第1927話 いまのところは大丈夫

 もうすっかり春ですね。


 ふざけんな、お前いま何月だと思ってんだクソが。そう思われた方もいるかもしれません。


 何だ? いまのいままでコールドスリープでもしてたんか? この能天気アラフォーおばさんは。そう思われた方もいるかもしれません。


 落ち着いてください。カルシウム足りてますか? 怒らない怒らない。


 こういう書き出しの時は大抵、内容がカスの時です。そろそろ私のこと学ぼう? これは字数稼ぎですよ。


 まぁ対して稼げなくて「萎えー」ではあるんですが、まぁ聞いてください。


 宇部さんは別にコールドスリープしていなかったんですけど、まぁそこそこ身近に冬眠コールドスリープしてたやつらがいるわけです。


 熊です。


 目覚めてきたのです、彼らが。

 眠れる獅子がね。いや熊だっつってんだろ。


 覚えておりますでしょうか、昨年の秋〜冬を。

 なんかもう秋田県、やたらと熊が出たのです。

 お山に食料がねえっつって、人里に降りてきちゃっていたのです。
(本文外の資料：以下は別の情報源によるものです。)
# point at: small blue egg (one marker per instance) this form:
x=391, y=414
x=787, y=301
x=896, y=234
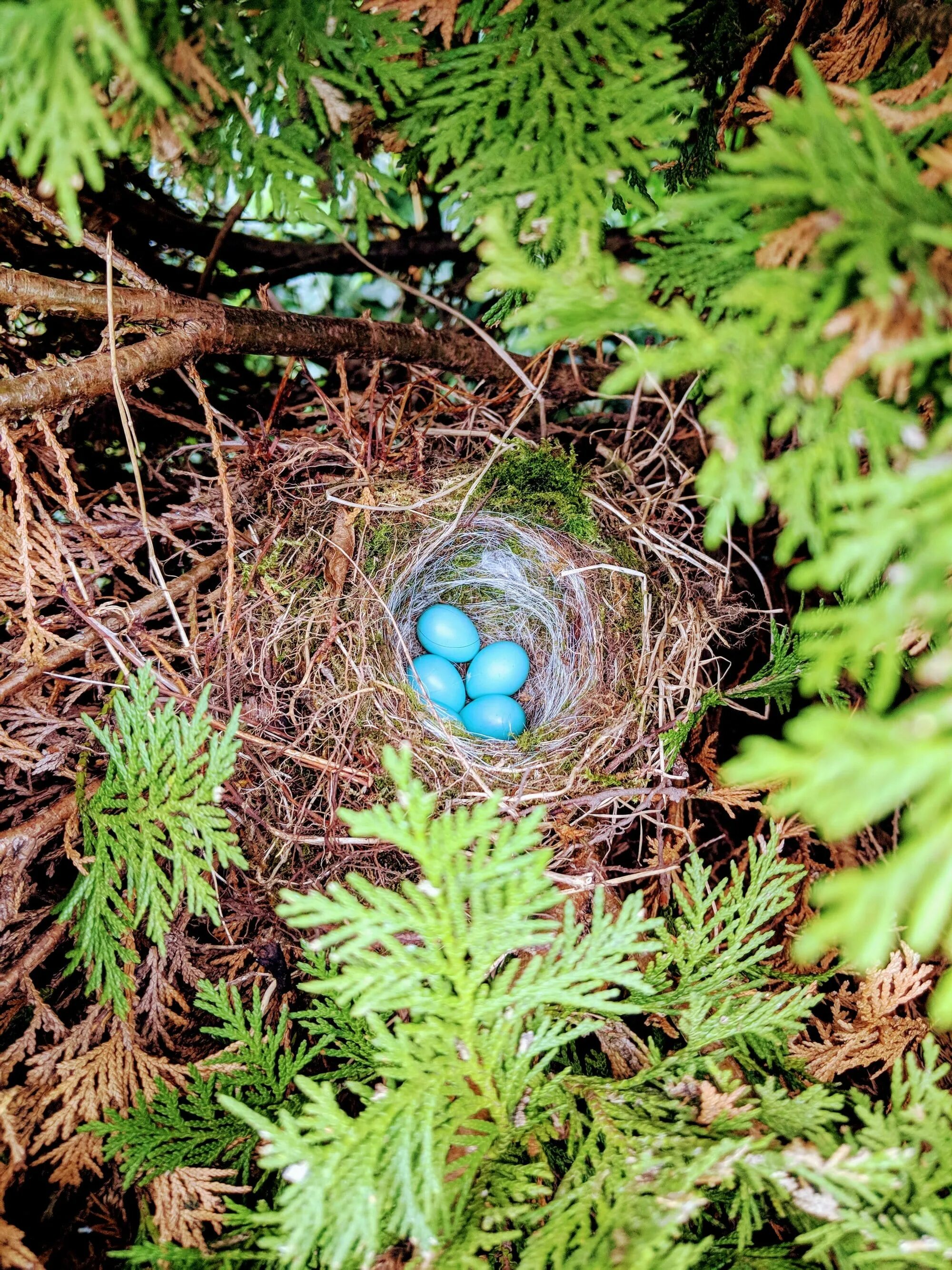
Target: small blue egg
x=498, y=669
x=438, y=680
x=447, y=631
x=497, y=717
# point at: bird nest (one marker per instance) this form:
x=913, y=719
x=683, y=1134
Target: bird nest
x=619, y=630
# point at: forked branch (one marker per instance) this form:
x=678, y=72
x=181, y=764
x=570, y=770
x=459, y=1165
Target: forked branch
x=206, y=327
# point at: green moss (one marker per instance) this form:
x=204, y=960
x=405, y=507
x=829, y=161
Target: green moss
x=544, y=486
x=379, y=545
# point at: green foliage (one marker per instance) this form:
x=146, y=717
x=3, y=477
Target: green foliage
x=52, y=55
x=775, y=682
x=543, y=116
x=492, y=1124
x=553, y=111
x=476, y=985
x=543, y=484
x=193, y=1130
x=154, y=832
x=812, y=371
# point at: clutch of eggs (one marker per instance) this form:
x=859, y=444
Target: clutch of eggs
x=494, y=675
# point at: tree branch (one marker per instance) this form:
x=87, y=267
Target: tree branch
x=210, y=327
x=145, y=221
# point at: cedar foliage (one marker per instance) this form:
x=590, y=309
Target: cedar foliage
x=486, y=1076
x=486, y=1120
x=153, y=833
x=824, y=352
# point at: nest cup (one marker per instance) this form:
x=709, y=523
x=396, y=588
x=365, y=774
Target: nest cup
x=570, y=609
x=619, y=634
x=517, y=583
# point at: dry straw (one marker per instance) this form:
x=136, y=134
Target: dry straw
x=619, y=631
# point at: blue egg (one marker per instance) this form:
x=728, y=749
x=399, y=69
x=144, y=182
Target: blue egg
x=498, y=669
x=497, y=717
x=447, y=631
x=438, y=680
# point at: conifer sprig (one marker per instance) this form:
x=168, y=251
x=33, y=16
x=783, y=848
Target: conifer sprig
x=154, y=832
x=815, y=360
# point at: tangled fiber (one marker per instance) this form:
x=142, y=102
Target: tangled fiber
x=619, y=633
x=534, y=586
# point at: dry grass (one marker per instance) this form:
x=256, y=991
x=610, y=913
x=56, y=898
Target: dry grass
x=620, y=634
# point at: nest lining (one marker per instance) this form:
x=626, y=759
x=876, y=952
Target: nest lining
x=516, y=582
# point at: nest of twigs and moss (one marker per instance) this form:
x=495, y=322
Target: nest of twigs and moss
x=617, y=612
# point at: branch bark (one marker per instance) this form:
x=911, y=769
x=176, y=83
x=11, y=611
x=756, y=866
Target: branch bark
x=37, y=954
x=210, y=327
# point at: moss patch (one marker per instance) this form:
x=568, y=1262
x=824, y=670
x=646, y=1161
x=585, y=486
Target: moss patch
x=544, y=486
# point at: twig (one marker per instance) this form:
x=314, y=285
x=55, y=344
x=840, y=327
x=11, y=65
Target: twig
x=535, y=389
x=141, y=610
x=230, y=538
x=220, y=239
x=92, y=242
x=210, y=327
x=132, y=446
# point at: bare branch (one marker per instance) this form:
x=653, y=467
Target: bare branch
x=210, y=327
x=92, y=242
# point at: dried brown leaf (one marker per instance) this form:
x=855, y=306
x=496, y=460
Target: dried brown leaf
x=341, y=553
x=713, y=1103
x=186, y=1199
x=939, y=164
x=336, y=105
x=794, y=243
x=926, y=86
x=186, y=63
x=873, y=1024
x=855, y=48
x=875, y=330
x=107, y=1076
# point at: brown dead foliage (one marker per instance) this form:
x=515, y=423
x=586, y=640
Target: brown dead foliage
x=856, y=46
x=186, y=1200
x=875, y=330
x=793, y=244
x=871, y=1025
x=437, y=14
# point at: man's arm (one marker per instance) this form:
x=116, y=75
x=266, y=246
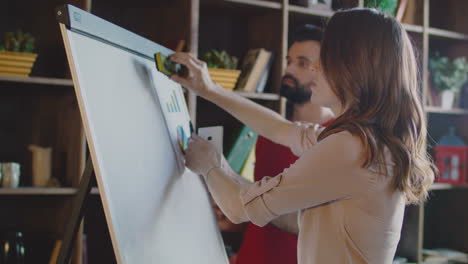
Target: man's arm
x=287, y=223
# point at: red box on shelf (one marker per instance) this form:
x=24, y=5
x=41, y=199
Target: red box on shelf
x=451, y=162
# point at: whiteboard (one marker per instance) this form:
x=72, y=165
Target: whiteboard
x=155, y=212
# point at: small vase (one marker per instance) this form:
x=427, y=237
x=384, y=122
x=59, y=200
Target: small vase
x=447, y=98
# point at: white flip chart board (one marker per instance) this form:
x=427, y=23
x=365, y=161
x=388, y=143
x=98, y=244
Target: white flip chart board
x=156, y=213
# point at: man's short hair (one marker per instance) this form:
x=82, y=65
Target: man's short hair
x=306, y=32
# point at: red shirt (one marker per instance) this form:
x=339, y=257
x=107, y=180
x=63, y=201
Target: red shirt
x=268, y=244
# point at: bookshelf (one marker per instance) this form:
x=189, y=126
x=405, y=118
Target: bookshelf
x=45, y=105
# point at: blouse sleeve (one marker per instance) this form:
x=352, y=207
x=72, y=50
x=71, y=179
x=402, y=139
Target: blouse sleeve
x=329, y=171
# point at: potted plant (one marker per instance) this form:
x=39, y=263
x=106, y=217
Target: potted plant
x=16, y=53
x=386, y=6
x=222, y=68
x=448, y=77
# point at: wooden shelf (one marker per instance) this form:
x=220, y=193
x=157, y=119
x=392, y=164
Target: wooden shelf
x=438, y=110
x=95, y=191
x=37, y=80
x=43, y=191
x=311, y=11
x=37, y=191
x=413, y=28
x=261, y=96
x=447, y=34
x=258, y=3
x=447, y=186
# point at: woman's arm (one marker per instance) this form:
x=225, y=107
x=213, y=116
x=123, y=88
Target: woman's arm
x=329, y=171
x=261, y=119
x=287, y=223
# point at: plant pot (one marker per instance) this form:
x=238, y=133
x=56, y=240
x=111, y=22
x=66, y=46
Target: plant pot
x=16, y=63
x=447, y=98
x=225, y=78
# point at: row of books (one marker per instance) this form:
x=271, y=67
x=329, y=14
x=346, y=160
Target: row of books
x=438, y=256
x=254, y=71
x=241, y=156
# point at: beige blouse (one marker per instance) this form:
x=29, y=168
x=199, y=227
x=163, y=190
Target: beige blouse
x=346, y=214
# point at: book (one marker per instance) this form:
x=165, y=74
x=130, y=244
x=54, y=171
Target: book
x=253, y=66
x=241, y=149
x=442, y=255
x=55, y=252
x=264, y=77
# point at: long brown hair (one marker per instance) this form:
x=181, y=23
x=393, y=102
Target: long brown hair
x=370, y=64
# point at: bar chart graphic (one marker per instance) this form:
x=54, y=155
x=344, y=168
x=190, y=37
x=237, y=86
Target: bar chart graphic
x=173, y=105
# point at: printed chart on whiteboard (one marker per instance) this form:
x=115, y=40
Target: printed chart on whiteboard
x=172, y=100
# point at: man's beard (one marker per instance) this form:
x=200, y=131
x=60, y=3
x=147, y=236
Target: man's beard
x=299, y=94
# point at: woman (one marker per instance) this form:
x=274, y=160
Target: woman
x=353, y=178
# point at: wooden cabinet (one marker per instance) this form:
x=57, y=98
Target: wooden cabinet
x=43, y=110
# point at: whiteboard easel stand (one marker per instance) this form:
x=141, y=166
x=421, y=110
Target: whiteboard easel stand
x=80, y=204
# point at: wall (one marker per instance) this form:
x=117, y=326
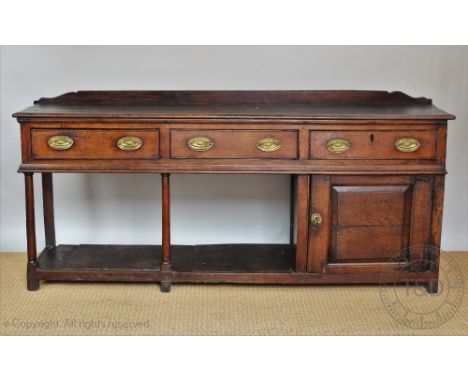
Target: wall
x=126, y=209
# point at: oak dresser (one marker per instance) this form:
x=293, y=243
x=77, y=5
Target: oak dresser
x=367, y=175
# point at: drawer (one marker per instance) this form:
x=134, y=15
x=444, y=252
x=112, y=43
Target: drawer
x=420, y=144
x=234, y=144
x=94, y=144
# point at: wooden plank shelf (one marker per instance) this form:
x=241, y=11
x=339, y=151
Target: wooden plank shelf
x=249, y=258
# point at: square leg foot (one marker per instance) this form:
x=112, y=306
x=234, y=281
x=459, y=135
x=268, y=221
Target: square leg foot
x=33, y=285
x=432, y=287
x=165, y=286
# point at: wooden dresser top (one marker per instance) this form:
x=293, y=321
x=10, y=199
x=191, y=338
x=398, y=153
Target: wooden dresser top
x=278, y=105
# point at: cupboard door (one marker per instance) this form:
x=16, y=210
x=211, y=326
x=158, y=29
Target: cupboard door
x=359, y=223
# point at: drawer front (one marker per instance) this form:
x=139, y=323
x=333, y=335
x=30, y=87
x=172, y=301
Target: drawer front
x=421, y=144
x=234, y=144
x=94, y=144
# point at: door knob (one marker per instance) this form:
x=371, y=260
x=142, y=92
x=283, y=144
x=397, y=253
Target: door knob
x=316, y=218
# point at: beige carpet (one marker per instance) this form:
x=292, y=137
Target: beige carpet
x=140, y=309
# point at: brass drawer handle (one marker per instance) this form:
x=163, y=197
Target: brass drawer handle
x=338, y=145
x=60, y=142
x=268, y=144
x=129, y=143
x=407, y=145
x=316, y=218
x=200, y=143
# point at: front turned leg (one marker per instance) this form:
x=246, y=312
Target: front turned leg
x=432, y=286
x=31, y=270
x=166, y=235
x=165, y=286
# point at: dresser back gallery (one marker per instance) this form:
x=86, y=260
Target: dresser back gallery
x=367, y=175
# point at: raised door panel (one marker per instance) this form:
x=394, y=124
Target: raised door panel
x=369, y=223
x=366, y=220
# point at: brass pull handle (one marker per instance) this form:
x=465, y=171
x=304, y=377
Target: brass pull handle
x=129, y=143
x=60, y=142
x=338, y=145
x=268, y=144
x=200, y=143
x=316, y=218
x=407, y=145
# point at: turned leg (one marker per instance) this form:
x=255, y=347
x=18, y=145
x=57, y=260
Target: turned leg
x=32, y=276
x=166, y=235
x=432, y=287
x=292, y=198
x=48, y=205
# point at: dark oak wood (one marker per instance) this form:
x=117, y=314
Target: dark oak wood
x=94, y=144
x=374, y=200
x=48, y=207
x=232, y=104
x=373, y=144
x=32, y=278
x=234, y=144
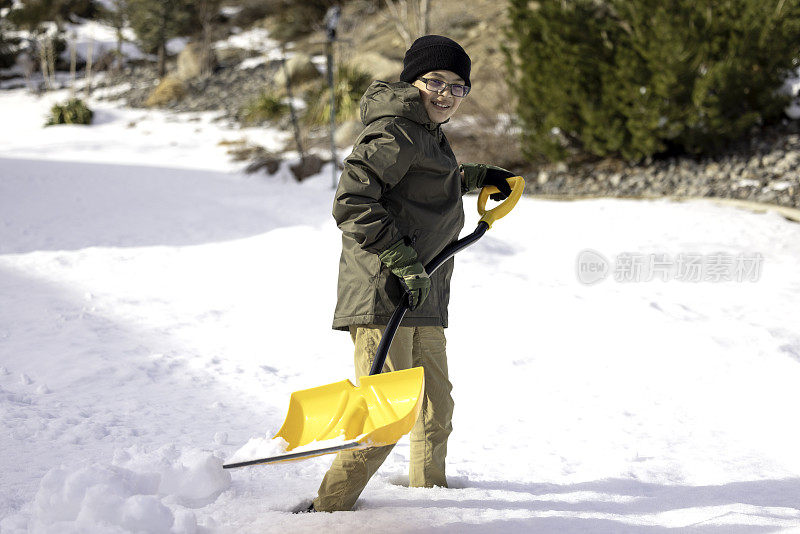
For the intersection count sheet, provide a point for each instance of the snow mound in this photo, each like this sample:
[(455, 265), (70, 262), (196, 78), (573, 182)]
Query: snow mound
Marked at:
[(139, 492)]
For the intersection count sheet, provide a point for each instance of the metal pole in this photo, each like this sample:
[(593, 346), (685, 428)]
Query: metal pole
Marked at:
[(331, 22), (334, 161)]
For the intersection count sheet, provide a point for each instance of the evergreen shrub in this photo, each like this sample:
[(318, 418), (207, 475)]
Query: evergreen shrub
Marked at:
[(634, 78), (74, 111), (349, 86)]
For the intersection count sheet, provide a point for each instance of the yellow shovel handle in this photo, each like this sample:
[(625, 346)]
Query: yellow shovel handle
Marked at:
[(517, 184)]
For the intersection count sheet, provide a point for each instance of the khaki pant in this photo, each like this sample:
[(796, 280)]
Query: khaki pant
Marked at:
[(411, 347)]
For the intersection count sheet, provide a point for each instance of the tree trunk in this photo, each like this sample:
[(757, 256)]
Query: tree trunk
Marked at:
[(162, 59)]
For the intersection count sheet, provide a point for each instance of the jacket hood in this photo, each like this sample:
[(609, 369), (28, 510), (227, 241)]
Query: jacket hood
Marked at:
[(394, 99)]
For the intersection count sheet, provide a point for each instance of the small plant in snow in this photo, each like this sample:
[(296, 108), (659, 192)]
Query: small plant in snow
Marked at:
[(266, 107), (350, 83), (74, 111)]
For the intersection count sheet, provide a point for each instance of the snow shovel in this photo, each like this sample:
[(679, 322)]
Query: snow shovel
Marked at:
[(384, 407)]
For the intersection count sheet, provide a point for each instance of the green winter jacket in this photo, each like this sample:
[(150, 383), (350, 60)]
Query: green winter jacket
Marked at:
[(401, 180)]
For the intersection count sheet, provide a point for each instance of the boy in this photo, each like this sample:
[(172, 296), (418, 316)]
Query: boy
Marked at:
[(398, 204)]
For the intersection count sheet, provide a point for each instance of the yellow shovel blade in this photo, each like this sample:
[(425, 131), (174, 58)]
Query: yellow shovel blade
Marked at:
[(379, 412)]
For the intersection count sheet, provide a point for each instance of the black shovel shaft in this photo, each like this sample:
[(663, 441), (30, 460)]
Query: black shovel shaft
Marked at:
[(397, 317)]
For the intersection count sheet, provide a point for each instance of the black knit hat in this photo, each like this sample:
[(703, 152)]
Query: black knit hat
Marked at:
[(434, 52)]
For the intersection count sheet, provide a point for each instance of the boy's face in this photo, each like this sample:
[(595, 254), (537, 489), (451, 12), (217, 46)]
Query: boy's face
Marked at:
[(440, 106)]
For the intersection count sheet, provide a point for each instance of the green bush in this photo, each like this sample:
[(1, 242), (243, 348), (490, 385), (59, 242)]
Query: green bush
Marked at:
[(633, 78), (349, 85), (74, 111), (266, 107)]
我が市の方にももちろん出ました。といっても、うんと山の方なので、住宅街にも出没したとはいっても、『街』? みたいなところではあるんですけど。


 それでも、川に流され(?)て結構な中心地にやって来たりもして、病院(しかも総合病院)の風除室で立てこもり事件を起こしたりもしました。秋田県ともなれば、強盗が銀行やコンビニに立てこもるとかじゃないのです。熊が病院に立てこもるのです。どうなってんの。


 やはり元道民としましては、熊ネタっつったら北海道だべさ(突然の北海道弁)! と思わなくもないのですが、もう全然秋田県の方が出ているのです。北海道よりも狭いくせに、めっちゃ出てるのです。秋田弁で言うと『しったげ出でらで!』といったところでしょうか。


 こうなるといよいよ、北海道の鉄板ネタ「人よりも熊が多い」も使えなくなるな、なんて不謹慎なことを考えつつ、家族を送り出す際には、車に気をつけて、熊に気をつけて、熊に会ったら絶対に背中を向けるな、走って逃げるなと伝えましたが、果たしてそれも効果あるやら。とりあえず、荷物は捨てろ、取られても取り返すな。子熊を見つけたら、母熊も近くにいると思え。可愛いと思っても近付くな。


 が、冬が来て、熊の出没情報もぱたっとなくなり、おお奴さん、やっと冬眠したか、なんて安心してたんですけど、春が来たのでね。


 眠れる熊が目を覚ましましたよね。


 それでもなんとなく、「去年のアレはなんかイレギュラーなやつだったに違いない。今年の春は去年とは違うだろう」なんて思ってたんですよ。春になればまた木の実やら山菜やらが育ってて、それで何とかやりくりしてくれるだろうって。


 甘かった。


 味占めたのかな?

 人里の方がなんか食いもんあるぞ、って。


 まーた出没情報がチラチラ出てます。

 しかも恐ろしいことにですね、人の味を覚えた熊がいるっぽいのです。実際に人を食べた熊なのか、それとも、仲間から「人間って狩るの簡単だし、味も悪くない」みたいな情報を得たのかはわかりませんが、積極的に『人』を狩る熊がいるらしいのです。


 えっ。


 映画の話じゃなくて!?


 映画ならね?

 映画なら全然アリな展開。

 ここからベテラン猟師(腕は確かだけど偏屈過ぎて普段はなんか近所の人達から煙たがられてたりする爺さん)との壮絶なバトルが始まる展開ならアリ。そういう映画なら全然アリ。


 違うのです。これは現実リアル


 ただまぁ、安心してください。

 それはまだ宇部さんの住む市からは離れております。遠い遠いところのお話です。


 といっても油断出来ませんからね。熊自体はウチの市でも山の近くで目撃されてますから。熊ネットワークがどうなってるのかわかりませんが、いまのところは大丈夫です。


 という報告でした。


 もし今後、「ついに出た」、「九死に一生」、「殺るか殺られるか」、「デッド・オア・アライブ」、「仕留めた」みたいなタイトルの日があったら察してください。